While Mr. Kasparov is concentrating on politics, he is not turning his back on chess. He is writing a book, "How Life Imitates Chess," about applying lessons from the game to everyday decisions. He said he also planned to complete his series, "Garry Kasparov on My Great Predecessors," about chess champions who came before him. The fourth of Mr. Kasparov's 10 planned books, about Bobby Fischer, "Garry Kasparov on Fischer," was published recently by Everyman Chess.

He also plans to continue working with his Kasparov Chess Foundation to promote teaching the game in schools.

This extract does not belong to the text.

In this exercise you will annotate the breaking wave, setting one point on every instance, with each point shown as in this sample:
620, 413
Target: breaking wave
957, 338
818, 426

And what about playing top-level competitive chess again? "Could I imagine a day in 6 months, or 12 months, when I wake up and say, 'Oh, I can't live without this?' " he said. "It's possible. But I have other things I want to do now."

Still, the pull of competition remains strong. As the interview drew to a close, Mr. Kasparov logged on to his laptop to check results from the Melody Amber tournament in Monte Carlo. Many of the world's best players were there.

"Anand is four out of four," he said, referring to the world's No. 2 player, Viswanathan Anand. "Bravo. He is encouraged now that I am out."

Steven Lee Myers contributed reporting for this article from Moscow.